Written by Federico Venturini. The article below has been originally published as a preface in the book Your Freedom and Mine: Abdullah Öcalan and the Kurdish Question in Erdogan’s Turkey
Your Freedom and Mine began with the idea of shining a brighter light on the work of the EUTCC International İmralı Peace Delegations. Given the complexity of the situation, we soon realized that much more needed to be said, with the result that the book expanded rapidly beyond its original scope. Although it wasn’t possible to include all of the original material in the final version of the book, we believe that we have managed to outline the Kurdish question, deepen the debate, and provide some answers on the battles still to be fought. The book has several different goals. The first is to present an informed historical account and political analysis of the Kurdish question, drawing on original material and first-hand accounts. To embrace the diversity of experience, we have given space to authors with different styles and different backgrounds, including activists, lawyers, politicians, journalists, and academics. Only a plurality of voices will serve to depict the complicated jigsaw of the Middle East. This collection seeks to highlight both the intricacy of the current situation and its international ramifications.

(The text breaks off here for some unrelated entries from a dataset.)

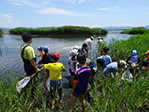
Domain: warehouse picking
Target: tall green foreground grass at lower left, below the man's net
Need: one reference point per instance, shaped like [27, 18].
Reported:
[26, 101]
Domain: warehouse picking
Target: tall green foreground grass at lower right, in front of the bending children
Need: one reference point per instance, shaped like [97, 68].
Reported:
[129, 97]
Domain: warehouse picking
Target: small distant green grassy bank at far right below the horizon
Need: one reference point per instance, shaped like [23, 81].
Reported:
[139, 30]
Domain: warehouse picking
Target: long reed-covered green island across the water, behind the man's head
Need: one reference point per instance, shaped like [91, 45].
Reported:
[64, 30]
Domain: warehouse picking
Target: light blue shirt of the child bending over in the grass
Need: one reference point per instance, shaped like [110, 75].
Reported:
[111, 68]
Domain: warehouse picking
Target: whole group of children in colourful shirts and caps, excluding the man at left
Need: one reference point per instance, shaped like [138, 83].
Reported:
[82, 71]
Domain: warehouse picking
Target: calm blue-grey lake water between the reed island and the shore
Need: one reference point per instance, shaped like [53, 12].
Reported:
[10, 61]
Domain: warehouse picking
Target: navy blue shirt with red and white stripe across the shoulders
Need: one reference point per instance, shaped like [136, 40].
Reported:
[82, 76]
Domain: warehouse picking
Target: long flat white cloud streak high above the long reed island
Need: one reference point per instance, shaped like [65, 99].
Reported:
[57, 11]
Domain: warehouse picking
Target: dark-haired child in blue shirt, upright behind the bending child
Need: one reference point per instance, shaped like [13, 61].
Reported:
[105, 56]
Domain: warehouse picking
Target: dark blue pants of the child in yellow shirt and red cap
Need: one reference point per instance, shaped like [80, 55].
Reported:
[55, 85]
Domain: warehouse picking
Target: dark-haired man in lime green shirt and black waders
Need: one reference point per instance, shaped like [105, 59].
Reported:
[28, 55]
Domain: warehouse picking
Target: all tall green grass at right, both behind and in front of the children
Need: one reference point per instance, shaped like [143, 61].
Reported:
[122, 96]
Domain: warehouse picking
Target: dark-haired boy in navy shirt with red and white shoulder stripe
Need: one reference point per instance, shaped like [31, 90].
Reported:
[81, 80]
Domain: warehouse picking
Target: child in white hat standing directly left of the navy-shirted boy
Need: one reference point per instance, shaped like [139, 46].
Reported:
[72, 62]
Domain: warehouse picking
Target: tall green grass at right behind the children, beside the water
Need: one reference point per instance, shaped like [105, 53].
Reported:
[122, 49]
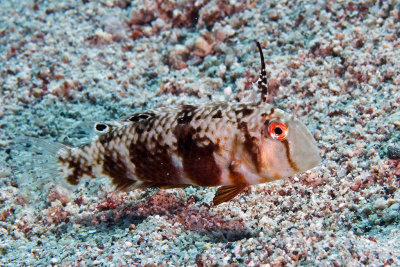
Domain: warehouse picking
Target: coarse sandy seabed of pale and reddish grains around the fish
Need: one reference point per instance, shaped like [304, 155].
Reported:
[333, 64]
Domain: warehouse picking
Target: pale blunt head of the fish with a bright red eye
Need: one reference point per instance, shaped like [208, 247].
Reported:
[285, 147]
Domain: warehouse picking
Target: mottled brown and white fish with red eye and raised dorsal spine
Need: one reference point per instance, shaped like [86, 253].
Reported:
[230, 145]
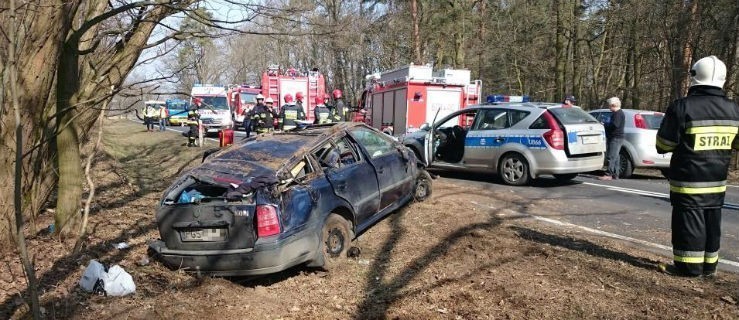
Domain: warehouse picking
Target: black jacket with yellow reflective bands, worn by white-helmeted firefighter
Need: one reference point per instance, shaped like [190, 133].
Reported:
[700, 130]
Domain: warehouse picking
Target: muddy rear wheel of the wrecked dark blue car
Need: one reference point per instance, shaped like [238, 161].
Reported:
[336, 238]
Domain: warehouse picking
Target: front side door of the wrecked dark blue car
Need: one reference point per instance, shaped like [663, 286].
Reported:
[389, 163]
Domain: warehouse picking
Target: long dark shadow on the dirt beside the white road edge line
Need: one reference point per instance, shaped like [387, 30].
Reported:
[584, 246]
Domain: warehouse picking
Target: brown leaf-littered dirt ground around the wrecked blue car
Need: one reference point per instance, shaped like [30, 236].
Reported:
[466, 253]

It is also intended to breach the wall of silence on recent events in the Middle East, highlighting the tragedy and hopes of the Kurdish people. In the aftermath of the Kurdish combatants’ heroic resistance in Kobane and their struggle against ISIS, a renewed blanket of silence has dropped once again over their aspirations for freedom as well as those of other minorities in the Middle East. This book reveals the very real nature of human rights violations and calls for the peace process in Turkey to be restarted as soon as possible, in which Abdullah Öcalan must play a prominent role.

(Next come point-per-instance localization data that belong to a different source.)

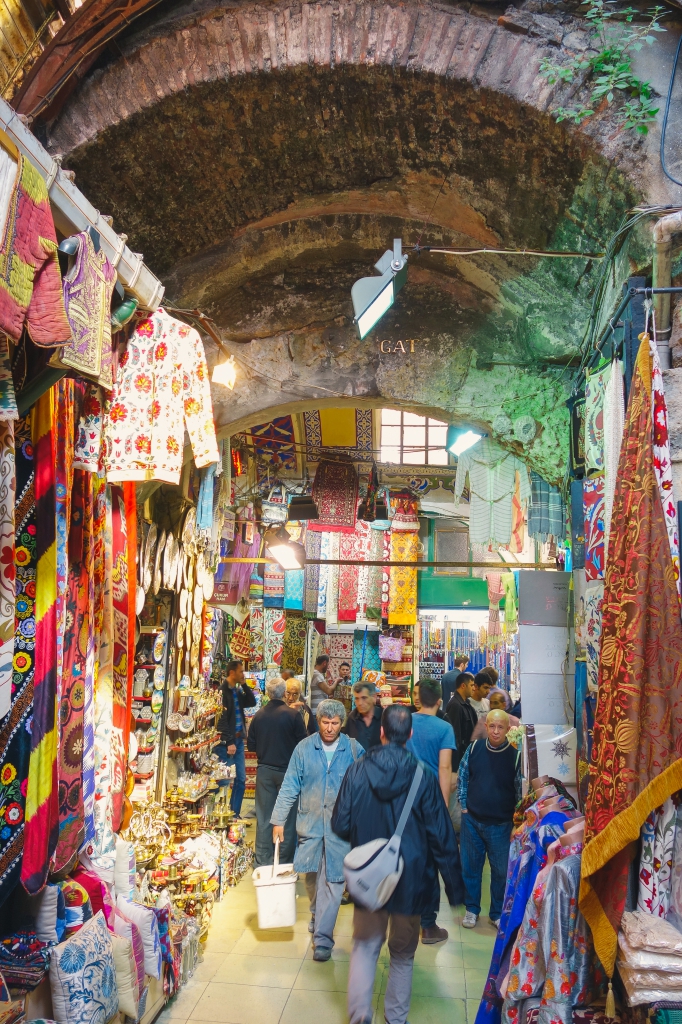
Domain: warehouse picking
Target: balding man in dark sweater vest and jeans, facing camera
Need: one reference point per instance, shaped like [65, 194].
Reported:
[490, 788]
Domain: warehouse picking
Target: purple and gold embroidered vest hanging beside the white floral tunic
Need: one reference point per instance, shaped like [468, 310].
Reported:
[89, 287]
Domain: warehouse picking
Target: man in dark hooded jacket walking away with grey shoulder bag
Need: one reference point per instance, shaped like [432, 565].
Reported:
[369, 805]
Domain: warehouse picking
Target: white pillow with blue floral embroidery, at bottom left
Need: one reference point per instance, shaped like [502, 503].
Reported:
[83, 977]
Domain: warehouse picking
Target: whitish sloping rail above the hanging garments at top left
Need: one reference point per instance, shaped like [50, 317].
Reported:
[73, 212]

As my co-editor Thomas Jeffrey Miley has pointed out several times, Your Freedom and Mine is a labour of love. All the people that contributed did so because of their connections and commitment to social change. As a famous Aboriginal saying of the 1970s puts it: “If you have come here to help me, you are wasting your time. But if you have come because your liberation is bound up with mine, then let us work together.” This is fundamental to our work: we look at this book project not only because we want to help the Kurdish movement, but because we believe our own struggles are intimately linked with theirs and those of many others in the world.

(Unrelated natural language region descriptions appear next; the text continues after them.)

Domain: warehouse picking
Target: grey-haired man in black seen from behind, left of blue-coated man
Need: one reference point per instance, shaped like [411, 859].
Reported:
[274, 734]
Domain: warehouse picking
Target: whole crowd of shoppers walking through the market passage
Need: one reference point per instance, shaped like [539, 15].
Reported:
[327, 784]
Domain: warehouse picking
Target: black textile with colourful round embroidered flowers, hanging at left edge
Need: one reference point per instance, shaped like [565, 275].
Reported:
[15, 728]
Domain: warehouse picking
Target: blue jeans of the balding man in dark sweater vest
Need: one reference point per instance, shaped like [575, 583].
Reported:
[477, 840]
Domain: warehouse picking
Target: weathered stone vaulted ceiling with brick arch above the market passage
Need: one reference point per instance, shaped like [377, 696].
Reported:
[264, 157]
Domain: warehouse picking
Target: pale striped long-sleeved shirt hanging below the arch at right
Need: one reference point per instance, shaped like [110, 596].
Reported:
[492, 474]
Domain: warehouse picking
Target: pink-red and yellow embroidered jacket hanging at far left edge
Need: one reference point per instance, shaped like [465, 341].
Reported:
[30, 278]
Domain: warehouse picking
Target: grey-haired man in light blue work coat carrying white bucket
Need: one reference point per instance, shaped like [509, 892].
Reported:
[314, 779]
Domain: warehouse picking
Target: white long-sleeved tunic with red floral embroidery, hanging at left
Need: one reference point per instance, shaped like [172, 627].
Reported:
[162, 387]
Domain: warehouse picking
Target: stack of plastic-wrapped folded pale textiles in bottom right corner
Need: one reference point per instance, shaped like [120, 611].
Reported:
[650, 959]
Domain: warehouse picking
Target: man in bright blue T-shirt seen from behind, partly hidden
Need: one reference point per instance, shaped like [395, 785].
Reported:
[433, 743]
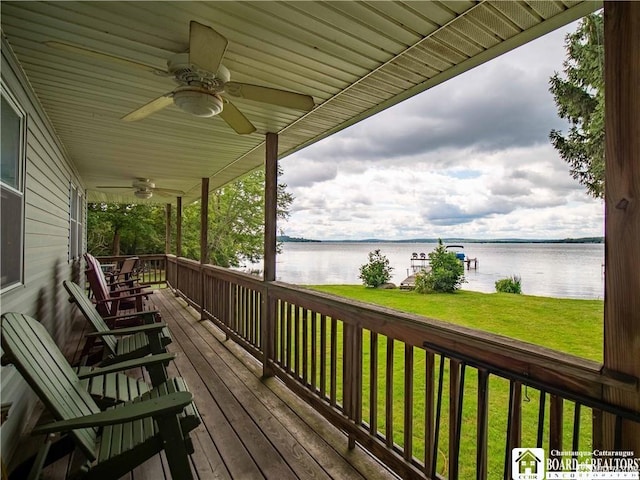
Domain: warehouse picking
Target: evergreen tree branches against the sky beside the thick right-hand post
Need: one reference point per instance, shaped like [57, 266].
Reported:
[579, 96]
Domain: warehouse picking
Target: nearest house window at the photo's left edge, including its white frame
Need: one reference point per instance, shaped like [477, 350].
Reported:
[12, 191]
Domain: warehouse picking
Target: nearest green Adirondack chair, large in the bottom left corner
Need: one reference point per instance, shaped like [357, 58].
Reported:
[113, 441]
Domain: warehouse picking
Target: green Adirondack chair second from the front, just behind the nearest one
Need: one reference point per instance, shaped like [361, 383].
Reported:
[122, 343]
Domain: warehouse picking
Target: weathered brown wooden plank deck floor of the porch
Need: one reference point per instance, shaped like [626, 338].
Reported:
[252, 428]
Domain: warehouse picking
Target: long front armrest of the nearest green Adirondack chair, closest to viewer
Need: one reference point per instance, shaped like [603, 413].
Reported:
[156, 407]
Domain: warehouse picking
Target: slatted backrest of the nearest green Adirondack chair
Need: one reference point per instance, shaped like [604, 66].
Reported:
[41, 363]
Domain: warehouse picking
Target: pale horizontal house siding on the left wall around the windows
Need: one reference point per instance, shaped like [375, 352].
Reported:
[47, 176]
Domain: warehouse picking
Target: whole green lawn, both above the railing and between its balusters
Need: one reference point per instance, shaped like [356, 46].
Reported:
[570, 326]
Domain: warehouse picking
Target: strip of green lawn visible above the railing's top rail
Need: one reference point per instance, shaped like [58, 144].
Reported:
[567, 325]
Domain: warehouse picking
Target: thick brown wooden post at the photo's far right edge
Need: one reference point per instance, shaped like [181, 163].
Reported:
[622, 210]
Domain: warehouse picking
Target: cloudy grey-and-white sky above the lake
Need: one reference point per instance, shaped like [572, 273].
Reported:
[469, 158]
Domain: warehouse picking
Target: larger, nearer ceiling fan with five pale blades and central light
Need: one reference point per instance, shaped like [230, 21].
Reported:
[204, 83]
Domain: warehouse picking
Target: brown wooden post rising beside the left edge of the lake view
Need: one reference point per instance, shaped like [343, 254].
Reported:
[269, 307]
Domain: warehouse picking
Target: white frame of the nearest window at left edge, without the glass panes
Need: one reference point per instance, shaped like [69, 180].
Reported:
[11, 100]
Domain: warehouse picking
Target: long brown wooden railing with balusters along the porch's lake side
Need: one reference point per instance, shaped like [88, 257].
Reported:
[428, 398]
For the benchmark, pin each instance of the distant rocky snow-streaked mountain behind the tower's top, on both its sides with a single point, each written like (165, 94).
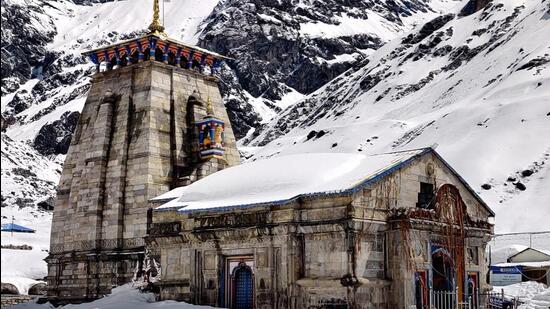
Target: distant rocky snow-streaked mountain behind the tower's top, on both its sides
(60, 76)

The final and most important goal of this book is to inform in order to inspire change. We hope that readers are inspired by the Kurdish example to fight for a different world. The Kurdish people know their situation intimately because they live it, in their skin, every day; this book shares their experience with the rest of the world. It has been said that the Kurds have embarked on the most advanced and successful movement for social transformation in recent decades. Your Freedom and Mine urges us to support, learn from, be inspired, and transformed by their experience. We cannot abandon them and, in these dark days, we must take inspiration from them to build change in our own cities, neighbourhoods, and streets.
One person who embodied this ethos to the end was the late Judge Essa Moosa, former Supreme Court judge of South Africa and lawyer for Nelson Mandela. Essa devoted his life to fighting apartheid and never stopped. He was on the front line of promoting and protecting human rights around the world. While he was the leader of the İmralı Peace delegation, we worked together, and he taught us to be patient, precise, focused, committed, and open-hearted. From him, we learned that struggles need a holistic vision in which everyone has a specific part to play.
I want to thank Thomas Jeffrey Miley for offering me the chance to be part of this project; Nathan McDonnell at Black Rose Books for his crucial assistance; Josie Hooker for translations, proofreading, and editing; and the Asrın Law Office and Ms. Didar Erdem for their tireless work for justice and truth. This book is just a drop in the ocean, but what is the ocean made of if not of drops? Ours is just one effort among millions of others who, like ants working patiently piece by piece, open cracks in history. The reader will judge if we have fulfilled our aims. We tried our best to do our part, now let’s go out and transform our society, in a collective, bottom-up pursuit of an ecological and democratic future.